ResMusica : Vous avez chanté dans de nombreux opéras de Massenet et prenez à présent le rôle de Sancho Pança. Pourquoi ce personnage vous a-t-il attiré ?

: Quand la discussion a commencé avec la nouvelle équipe de l'Opéra de Paris, nous avons d'abord parlé du Paolo de Simon Boccanegra, avec ma femme Nicole Car en Amelia, dans la reprise du spectacle de Calixto Bieito revu en ce début d'année 2024. Mais à peine quelques semaines plus tard, Alexandre Neef est revenu vers moi pour me demander si je ne voulais pas prendre aussi Sancho dans Don Quichotte de Massenet. J'ai donc réfléchi à cette partition, que j'avais vue quelques années plus tôt avec Furlanetto à l'Opéra de Sydney, en me rappelant qu'il faut être presque tout le temps sur scène et que le jeu d'acteur est très important pour faire vivre le rôle. J'ai donc accepté la proposition, mais en me demandant comment m'adapter aux deux chanteurs prévus dans le rôle-titre, Ildebrando D'Arcangelo et Ildar Abdrazakov, tous deux très reconnus pour leurs voix, mais moins portés sur l'action scénique.

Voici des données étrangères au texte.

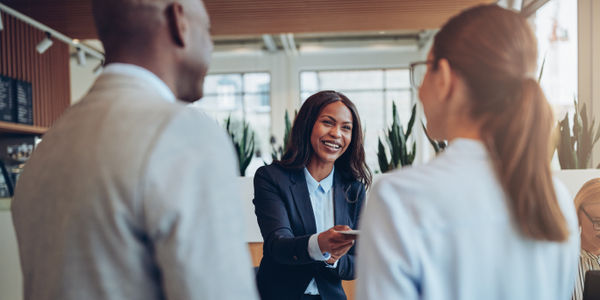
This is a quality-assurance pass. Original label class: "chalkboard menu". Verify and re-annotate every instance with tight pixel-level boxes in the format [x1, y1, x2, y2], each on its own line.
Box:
[0, 76, 14, 122]
[0, 75, 34, 125]
[14, 80, 33, 125]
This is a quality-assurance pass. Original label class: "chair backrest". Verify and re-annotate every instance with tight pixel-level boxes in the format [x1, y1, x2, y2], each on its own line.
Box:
[583, 270, 600, 300]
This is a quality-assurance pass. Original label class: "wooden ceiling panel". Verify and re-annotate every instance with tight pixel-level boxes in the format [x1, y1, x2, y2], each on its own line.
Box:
[204, 0, 496, 35]
[2, 0, 495, 39]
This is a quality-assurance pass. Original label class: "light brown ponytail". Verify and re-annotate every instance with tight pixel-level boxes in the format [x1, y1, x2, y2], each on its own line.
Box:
[433, 4, 568, 241]
[482, 78, 568, 241]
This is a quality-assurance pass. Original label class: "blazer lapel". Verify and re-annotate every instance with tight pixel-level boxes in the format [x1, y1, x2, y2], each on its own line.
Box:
[289, 169, 317, 234]
[334, 172, 349, 226]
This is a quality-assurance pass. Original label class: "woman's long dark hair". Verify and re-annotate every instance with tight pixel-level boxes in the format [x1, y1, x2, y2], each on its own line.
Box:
[432, 4, 567, 241]
[276, 90, 372, 189]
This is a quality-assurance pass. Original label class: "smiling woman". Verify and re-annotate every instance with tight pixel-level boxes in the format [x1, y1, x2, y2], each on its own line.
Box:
[251, 90, 371, 300]
[278, 91, 371, 188]
[573, 178, 600, 300]
[310, 101, 352, 168]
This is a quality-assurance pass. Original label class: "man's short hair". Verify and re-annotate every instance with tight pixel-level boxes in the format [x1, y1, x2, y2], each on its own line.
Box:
[91, 0, 169, 48]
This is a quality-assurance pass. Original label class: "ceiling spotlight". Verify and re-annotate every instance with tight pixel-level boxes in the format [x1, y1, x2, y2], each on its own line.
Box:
[36, 32, 53, 54]
[76, 47, 86, 66]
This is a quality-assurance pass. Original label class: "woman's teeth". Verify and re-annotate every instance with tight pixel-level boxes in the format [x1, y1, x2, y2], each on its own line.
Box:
[323, 141, 341, 149]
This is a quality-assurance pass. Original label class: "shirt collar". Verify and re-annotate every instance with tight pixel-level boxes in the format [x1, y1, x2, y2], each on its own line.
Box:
[303, 166, 334, 194]
[102, 63, 176, 103]
[446, 138, 488, 158]
[582, 249, 600, 261]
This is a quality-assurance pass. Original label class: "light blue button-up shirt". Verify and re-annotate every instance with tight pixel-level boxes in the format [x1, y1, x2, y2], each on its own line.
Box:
[304, 167, 336, 295]
[357, 138, 580, 300]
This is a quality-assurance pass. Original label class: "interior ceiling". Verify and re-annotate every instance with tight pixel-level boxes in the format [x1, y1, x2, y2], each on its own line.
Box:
[211, 30, 423, 49]
[3, 0, 496, 40]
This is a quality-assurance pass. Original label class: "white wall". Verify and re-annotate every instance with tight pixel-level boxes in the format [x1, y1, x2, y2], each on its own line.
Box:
[70, 56, 101, 104]
[578, 0, 600, 167]
[0, 209, 22, 300]
[70, 40, 104, 104]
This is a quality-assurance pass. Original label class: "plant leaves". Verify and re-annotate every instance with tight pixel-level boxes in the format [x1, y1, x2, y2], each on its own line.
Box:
[224, 115, 256, 175]
[556, 98, 600, 169]
[538, 53, 546, 83]
[405, 104, 416, 138]
[377, 101, 418, 172]
[377, 138, 390, 173]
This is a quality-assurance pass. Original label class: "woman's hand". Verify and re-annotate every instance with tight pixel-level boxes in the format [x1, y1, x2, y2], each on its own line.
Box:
[326, 241, 354, 264]
[318, 225, 356, 261]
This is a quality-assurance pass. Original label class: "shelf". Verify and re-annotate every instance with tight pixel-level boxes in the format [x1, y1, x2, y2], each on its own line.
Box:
[0, 121, 47, 135]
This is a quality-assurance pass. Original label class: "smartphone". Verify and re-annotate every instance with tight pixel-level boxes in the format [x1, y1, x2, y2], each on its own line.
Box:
[335, 229, 360, 236]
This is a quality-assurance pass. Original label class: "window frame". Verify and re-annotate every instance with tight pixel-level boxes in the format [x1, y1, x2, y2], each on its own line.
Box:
[299, 67, 414, 126]
[201, 71, 272, 123]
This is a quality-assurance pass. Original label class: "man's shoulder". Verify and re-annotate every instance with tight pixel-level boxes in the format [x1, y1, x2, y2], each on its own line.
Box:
[147, 106, 235, 168]
[161, 106, 228, 144]
[77, 80, 224, 138]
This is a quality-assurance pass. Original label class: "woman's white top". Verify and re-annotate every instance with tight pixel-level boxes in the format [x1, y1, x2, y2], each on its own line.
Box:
[357, 138, 580, 300]
[572, 249, 600, 300]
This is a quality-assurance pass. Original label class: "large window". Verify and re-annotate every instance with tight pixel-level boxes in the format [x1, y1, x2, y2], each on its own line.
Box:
[532, 0, 577, 119]
[193, 72, 271, 174]
[300, 69, 413, 170]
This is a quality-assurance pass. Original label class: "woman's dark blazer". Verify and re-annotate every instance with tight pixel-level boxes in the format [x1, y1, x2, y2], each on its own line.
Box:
[252, 163, 366, 300]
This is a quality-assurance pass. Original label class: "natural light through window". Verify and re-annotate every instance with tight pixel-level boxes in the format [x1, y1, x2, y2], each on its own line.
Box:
[532, 0, 577, 119]
[193, 72, 271, 175]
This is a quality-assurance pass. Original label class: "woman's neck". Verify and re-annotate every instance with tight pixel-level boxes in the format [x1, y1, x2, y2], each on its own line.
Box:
[447, 131, 482, 142]
[445, 120, 483, 142]
[306, 159, 334, 182]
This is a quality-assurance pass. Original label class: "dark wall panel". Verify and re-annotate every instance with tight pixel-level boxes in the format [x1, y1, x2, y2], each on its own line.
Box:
[0, 11, 70, 128]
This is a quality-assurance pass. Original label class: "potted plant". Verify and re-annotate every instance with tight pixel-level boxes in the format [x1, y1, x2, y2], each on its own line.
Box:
[225, 115, 256, 176]
[556, 99, 600, 169]
[377, 103, 416, 173]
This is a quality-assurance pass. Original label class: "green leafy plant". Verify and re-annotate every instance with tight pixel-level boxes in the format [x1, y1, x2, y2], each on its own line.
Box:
[422, 122, 447, 154]
[270, 110, 294, 162]
[377, 103, 416, 173]
[556, 99, 600, 169]
[225, 115, 255, 176]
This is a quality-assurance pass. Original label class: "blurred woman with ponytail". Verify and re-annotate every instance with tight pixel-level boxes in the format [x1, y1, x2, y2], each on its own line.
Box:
[357, 4, 579, 300]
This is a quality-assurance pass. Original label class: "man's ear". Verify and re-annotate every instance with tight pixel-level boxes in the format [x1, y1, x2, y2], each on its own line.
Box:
[166, 2, 187, 47]
[435, 58, 453, 102]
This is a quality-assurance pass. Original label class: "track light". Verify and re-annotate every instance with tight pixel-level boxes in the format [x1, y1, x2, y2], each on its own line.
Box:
[36, 32, 53, 54]
[93, 60, 104, 76]
[0, 2, 104, 74]
[76, 47, 86, 66]
[279, 33, 298, 56]
[262, 34, 277, 52]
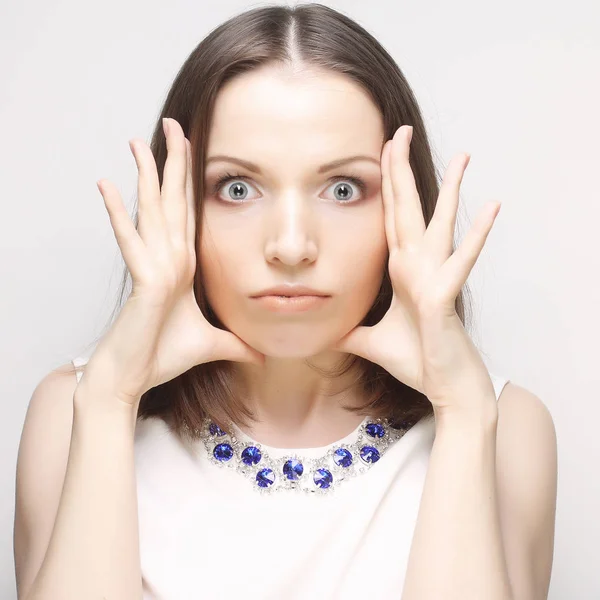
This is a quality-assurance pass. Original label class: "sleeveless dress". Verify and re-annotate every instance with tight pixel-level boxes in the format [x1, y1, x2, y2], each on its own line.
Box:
[71, 355, 509, 600]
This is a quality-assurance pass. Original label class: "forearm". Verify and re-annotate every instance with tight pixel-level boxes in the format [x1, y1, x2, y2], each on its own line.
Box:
[26, 381, 142, 600]
[401, 402, 513, 600]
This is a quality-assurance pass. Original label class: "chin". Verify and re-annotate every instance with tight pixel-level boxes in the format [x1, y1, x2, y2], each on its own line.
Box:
[235, 324, 343, 359]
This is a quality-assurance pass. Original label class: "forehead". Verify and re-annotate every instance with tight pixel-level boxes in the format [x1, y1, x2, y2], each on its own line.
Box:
[206, 66, 384, 172]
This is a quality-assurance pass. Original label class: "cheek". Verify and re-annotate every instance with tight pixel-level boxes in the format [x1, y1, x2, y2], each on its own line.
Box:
[196, 224, 240, 307]
[348, 241, 388, 291]
[338, 210, 388, 285]
[333, 215, 388, 317]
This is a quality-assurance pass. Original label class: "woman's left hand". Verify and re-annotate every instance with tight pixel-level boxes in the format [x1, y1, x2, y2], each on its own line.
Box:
[330, 125, 501, 417]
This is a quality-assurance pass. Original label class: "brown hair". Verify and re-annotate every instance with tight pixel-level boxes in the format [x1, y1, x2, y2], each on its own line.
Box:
[76, 3, 474, 442]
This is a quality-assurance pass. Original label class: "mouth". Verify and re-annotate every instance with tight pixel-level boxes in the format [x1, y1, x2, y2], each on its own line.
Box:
[251, 294, 330, 312]
[251, 293, 329, 298]
[251, 285, 329, 298]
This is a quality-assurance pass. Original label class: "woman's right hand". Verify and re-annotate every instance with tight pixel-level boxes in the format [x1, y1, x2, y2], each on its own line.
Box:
[83, 117, 264, 407]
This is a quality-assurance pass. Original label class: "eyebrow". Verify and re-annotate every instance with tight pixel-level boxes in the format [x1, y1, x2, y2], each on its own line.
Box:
[205, 154, 380, 174]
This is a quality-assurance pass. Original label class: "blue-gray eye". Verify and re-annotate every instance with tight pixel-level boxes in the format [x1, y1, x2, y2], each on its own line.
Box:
[211, 172, 256, 202]
[324, 176, 367, 203]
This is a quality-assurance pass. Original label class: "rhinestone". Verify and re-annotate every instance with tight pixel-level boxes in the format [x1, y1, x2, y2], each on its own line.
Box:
[213, 443, 234, 462]
[241, 446, 262, 466]
[360, 445, 380, 464]
[365, 423, 385, 438]
[314, 468, 333, 489]
[283, 458, 304, 480]
[256, 468, 275, 488]
[333, 447, 353, 468]
[209, 422, 227, 436]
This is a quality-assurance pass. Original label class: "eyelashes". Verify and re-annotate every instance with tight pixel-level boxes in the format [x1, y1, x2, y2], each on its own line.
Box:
[209, 171, 368, 204]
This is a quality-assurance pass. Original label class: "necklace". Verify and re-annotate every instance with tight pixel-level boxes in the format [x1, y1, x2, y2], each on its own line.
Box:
[193, 415, 417, 496]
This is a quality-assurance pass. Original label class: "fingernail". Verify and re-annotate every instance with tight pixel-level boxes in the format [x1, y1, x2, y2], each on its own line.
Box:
[162, 118, 170, 137]
[407, 126, 413, 143]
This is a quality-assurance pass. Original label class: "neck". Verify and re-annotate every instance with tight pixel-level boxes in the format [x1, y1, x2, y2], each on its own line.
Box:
[230, 353, 369, 448]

Entre-temps, Ildar a annulé puisqu'il chante maintenant surtout en Russie, et Ildebrando a préféré se retirer dès le début des répétitions, de même que le chef d'orchestre Mikhail Tatarnikov et la Dulcinée initialement prévue, Marianne Crebassa. De la première distribution ne sont donc presque plus restés que moi et le metteur en scène, Damiano Michieletto. Gaëlle Arquez est arrivée à la dernière minute, ainsi que juste avant elle Christian van Horn pour le rôle-titre. Nous nous connaissions un peu tous les deux, mais n'avions jamais travaillé ensemble, or dès les premières répétitions, nous sommes presque tombés amoureux par l'intermédiaire de nos personnages, comme deux frères qui se retrouveraient après des dizaines d'années !

RM : Effectivement, on ressent une très grande complicité scénique entre vous et Christian van Horn, tout particulièrement dans la scène finale de l'opéra, qui fait penser à une relation amoureuse. Cette idée, d'ailleurs retrouvée en filigrane dans le roman de Cervantes, a-t-elle été développée surtout par vous ou d'abord par Damiano Michieletto ?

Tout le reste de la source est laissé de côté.